I just discovered major performance regression in socfpga-3.18 kernel git branch. When large amount of small packets are communicated through HPS ethernet (stmmac linux driver), the 3.18 is more then 10 times slower when compared to 3.10 kernel. I tested current 3.10-ltsi and also almost a year old 3.10-ltsi-rt.
With our userspace application, we are able to do 1000 packets (60 to 200 bytes size) in 0.25 seconds on 3.10. But on 3.18, 1000 packets needs more then 6 seconds in the same scenario! This is probably caused by some latency in kernel - the application works on request-response pattern, single TCP connection from one remote client.
Same test using TSE ethernet in FPGA gives the same (and expectable good) performance on both 3.10 and 3.18 kernels. So I guess its an stmmac drivers specific issue, not some general issue in network stack.

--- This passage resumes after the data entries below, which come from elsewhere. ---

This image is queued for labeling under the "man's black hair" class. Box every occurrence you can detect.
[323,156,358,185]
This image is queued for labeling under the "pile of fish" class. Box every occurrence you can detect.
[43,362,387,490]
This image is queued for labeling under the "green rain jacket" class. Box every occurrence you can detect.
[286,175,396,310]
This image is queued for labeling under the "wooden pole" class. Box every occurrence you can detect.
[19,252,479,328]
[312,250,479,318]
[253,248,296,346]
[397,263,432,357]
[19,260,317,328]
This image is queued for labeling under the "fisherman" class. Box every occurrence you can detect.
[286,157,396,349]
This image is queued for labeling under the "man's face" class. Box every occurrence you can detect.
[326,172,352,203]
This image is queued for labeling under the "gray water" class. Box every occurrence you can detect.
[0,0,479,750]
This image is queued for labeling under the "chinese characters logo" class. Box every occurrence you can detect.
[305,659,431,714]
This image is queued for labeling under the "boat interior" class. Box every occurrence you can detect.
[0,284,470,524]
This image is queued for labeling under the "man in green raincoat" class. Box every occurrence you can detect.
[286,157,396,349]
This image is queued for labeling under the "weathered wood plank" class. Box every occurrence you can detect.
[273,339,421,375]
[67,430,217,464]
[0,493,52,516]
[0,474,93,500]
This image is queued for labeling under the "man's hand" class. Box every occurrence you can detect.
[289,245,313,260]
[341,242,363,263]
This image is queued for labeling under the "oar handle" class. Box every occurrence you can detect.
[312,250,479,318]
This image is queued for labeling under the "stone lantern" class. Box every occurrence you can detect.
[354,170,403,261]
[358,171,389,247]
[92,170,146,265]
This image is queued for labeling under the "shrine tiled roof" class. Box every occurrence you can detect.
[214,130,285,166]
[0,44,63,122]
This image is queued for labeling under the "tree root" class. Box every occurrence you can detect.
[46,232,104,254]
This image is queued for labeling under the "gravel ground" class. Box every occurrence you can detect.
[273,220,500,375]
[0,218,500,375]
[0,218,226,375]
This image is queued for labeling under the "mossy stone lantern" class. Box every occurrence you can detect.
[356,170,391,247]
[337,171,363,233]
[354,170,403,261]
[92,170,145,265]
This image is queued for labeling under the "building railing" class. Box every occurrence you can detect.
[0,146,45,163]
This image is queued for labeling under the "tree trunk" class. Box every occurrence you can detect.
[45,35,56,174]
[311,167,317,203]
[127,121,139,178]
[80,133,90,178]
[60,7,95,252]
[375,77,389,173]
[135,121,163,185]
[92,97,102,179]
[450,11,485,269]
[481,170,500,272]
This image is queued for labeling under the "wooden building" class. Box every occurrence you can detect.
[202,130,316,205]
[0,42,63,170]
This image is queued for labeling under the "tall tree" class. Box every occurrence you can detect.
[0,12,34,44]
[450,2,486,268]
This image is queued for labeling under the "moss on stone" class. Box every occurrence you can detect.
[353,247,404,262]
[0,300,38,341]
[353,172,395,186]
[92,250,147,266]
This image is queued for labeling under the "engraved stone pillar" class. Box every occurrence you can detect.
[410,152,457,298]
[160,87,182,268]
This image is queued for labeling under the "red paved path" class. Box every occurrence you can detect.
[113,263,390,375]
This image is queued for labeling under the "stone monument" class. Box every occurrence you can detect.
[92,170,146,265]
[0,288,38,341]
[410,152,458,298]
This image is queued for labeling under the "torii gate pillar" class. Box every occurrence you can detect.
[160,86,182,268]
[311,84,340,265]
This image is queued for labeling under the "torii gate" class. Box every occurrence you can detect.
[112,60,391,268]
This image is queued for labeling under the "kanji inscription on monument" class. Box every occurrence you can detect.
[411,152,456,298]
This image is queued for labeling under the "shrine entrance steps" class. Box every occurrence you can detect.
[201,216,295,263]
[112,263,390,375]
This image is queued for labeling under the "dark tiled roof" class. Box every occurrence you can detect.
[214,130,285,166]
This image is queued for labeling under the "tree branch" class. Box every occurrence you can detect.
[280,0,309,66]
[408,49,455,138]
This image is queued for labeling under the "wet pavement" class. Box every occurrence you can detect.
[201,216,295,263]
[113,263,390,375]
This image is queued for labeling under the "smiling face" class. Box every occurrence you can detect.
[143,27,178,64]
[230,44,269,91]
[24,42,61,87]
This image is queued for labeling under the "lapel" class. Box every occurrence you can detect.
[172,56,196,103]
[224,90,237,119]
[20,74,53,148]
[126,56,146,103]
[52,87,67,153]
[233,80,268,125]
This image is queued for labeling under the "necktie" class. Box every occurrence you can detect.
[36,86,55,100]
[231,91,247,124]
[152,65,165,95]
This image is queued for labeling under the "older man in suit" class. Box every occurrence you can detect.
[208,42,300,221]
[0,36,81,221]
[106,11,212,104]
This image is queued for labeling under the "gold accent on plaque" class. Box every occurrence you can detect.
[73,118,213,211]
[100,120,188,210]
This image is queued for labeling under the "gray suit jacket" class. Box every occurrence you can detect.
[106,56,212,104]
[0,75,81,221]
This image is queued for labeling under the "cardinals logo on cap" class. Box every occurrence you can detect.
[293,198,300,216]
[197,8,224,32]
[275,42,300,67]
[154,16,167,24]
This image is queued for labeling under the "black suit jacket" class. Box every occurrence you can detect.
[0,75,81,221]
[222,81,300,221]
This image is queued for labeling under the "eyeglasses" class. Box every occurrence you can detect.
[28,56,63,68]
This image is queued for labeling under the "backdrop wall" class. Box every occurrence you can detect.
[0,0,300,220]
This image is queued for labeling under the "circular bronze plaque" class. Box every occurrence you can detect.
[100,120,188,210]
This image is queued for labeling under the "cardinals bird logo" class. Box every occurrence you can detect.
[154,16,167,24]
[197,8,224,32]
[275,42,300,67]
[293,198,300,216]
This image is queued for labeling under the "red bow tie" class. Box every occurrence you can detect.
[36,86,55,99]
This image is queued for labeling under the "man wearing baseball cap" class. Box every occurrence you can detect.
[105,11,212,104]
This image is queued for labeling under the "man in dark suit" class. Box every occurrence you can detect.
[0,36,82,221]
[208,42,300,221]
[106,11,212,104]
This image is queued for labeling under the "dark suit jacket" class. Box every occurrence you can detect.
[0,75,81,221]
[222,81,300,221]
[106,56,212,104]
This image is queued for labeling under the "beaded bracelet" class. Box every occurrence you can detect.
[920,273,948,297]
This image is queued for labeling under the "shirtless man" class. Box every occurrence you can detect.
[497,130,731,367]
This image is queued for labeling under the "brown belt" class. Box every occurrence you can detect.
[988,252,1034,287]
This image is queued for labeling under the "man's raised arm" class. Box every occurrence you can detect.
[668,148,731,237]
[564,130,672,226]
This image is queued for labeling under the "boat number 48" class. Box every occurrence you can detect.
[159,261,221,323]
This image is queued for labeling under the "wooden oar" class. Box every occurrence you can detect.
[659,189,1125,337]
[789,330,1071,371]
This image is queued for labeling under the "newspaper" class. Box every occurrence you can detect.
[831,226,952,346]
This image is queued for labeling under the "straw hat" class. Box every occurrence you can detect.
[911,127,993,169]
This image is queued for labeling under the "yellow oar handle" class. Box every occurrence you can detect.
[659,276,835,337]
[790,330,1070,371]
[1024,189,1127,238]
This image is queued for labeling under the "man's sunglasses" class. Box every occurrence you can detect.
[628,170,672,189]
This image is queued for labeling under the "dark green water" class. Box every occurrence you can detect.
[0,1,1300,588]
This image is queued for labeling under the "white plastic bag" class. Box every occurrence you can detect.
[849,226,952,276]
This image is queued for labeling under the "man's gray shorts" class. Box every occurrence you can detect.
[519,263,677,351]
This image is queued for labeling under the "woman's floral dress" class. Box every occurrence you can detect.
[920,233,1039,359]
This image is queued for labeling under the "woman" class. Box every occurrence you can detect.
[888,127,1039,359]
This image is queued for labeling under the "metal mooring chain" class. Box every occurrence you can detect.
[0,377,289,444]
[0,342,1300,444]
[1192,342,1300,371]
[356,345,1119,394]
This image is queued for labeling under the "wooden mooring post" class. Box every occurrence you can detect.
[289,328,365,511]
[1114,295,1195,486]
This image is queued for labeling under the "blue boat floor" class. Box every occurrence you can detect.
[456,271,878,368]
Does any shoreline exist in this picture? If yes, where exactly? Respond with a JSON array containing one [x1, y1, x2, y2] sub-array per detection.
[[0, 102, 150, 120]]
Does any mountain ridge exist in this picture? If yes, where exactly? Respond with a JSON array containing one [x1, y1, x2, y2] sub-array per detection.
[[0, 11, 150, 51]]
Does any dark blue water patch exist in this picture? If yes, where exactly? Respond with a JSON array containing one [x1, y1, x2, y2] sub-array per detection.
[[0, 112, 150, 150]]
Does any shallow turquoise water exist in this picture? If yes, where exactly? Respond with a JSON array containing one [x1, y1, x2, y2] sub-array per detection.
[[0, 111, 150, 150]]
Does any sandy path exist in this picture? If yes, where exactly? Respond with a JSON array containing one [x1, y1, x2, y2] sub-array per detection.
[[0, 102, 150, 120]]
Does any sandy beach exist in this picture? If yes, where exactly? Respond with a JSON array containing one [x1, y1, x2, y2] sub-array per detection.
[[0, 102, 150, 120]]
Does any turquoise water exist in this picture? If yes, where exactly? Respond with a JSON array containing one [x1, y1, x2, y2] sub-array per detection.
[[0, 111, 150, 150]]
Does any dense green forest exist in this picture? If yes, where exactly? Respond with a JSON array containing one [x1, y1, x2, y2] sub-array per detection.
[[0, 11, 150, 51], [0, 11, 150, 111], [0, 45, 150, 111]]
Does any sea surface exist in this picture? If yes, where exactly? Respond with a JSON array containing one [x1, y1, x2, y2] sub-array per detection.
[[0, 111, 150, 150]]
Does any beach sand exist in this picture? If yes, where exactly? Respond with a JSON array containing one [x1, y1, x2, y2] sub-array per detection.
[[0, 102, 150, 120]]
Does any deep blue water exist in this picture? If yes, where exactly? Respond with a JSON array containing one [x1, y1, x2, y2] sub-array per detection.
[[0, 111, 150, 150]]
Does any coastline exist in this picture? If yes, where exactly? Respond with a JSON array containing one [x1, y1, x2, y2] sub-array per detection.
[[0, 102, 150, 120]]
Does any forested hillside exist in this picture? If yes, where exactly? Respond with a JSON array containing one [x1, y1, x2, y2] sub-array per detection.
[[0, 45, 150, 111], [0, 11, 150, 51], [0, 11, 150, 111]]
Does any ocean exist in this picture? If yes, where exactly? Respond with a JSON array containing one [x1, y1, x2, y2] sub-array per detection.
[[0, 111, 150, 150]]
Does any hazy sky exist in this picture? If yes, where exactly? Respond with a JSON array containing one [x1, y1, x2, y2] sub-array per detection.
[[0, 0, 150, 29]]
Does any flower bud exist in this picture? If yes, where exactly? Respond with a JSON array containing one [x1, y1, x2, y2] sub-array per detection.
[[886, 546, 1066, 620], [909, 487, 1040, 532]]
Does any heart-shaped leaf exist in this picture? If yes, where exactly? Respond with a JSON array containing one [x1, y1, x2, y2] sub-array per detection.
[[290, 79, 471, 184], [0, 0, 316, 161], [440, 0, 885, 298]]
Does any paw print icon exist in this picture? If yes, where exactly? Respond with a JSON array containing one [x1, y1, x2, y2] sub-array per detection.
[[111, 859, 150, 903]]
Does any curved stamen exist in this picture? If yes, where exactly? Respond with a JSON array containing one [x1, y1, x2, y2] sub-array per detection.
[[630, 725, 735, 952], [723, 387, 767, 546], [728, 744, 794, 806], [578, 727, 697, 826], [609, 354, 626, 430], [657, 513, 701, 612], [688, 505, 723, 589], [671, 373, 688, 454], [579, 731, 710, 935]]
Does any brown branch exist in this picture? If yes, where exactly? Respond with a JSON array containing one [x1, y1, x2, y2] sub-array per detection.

I tried to copy a whole drivers/net/ethernet/stmicro directory from current socfpga-3.10-ltsi to socfpga-3.18. It was possible to compile the kernel with a few fixes, but it does not fix the problem - still bad on 3.18. A bit weird…
Anyone have seen such issue? Any idea how to debug this?
The problem can be demonstrated using Hpcbench/tcp tool from http://hpcbench.sourceforge.net/
tcpserver on some
<host> computer (192.168.1.1 for me), and from HPS Linux:
./tcptest -N -m32 -h 192.168.1.1 (1) : 0.033703 Mbps (2) : 0.033334 Mbps (3) : 0.033295 Mbps (4) : 0.033276 Mbps (5) : 0.033319 Mbps (6) : 0.033313 Mbps (7) : 0.033310 Mbps (8) : 0.033299 Mbps (9) : 0.256513 Mbps
0.03 Mbps is very poor result. With 3.10 kernel, you can get about 1.3 Mbps.
I also found workaround for this issue, by setting coalesce parameters with
ethtool -C eth0 tx-frames 0
Then the tcptest gives expected performance:
./tcptest -N -m32 -h 192.168.1.1 (1) : 1.528941 Mbps (2) : 1.523969 Mbps (3) : 1.597586 Mbps (4) : 1.517090 Mbps (5) : 1.540663 Mbps (6) : 1.585813 Mbps (7) : 1.541587 Mbps (8) : 1.963557 Mbps (9) : 1.559859 Mbps (10) : 1.554648 Mbps
and also our application works OK.
But this setting hurts high troughput load, such as TCP
iperf, which can reach only about 50% throughput after the tx-frames setting.
Performance without tx-frames=0 setting is comparable with situation when TCP_NODELAY is not set on socket (tcptest without -N option). It seems like not forcing TCP_NODELAY behaviour at driver/NAPI level in newer kernels.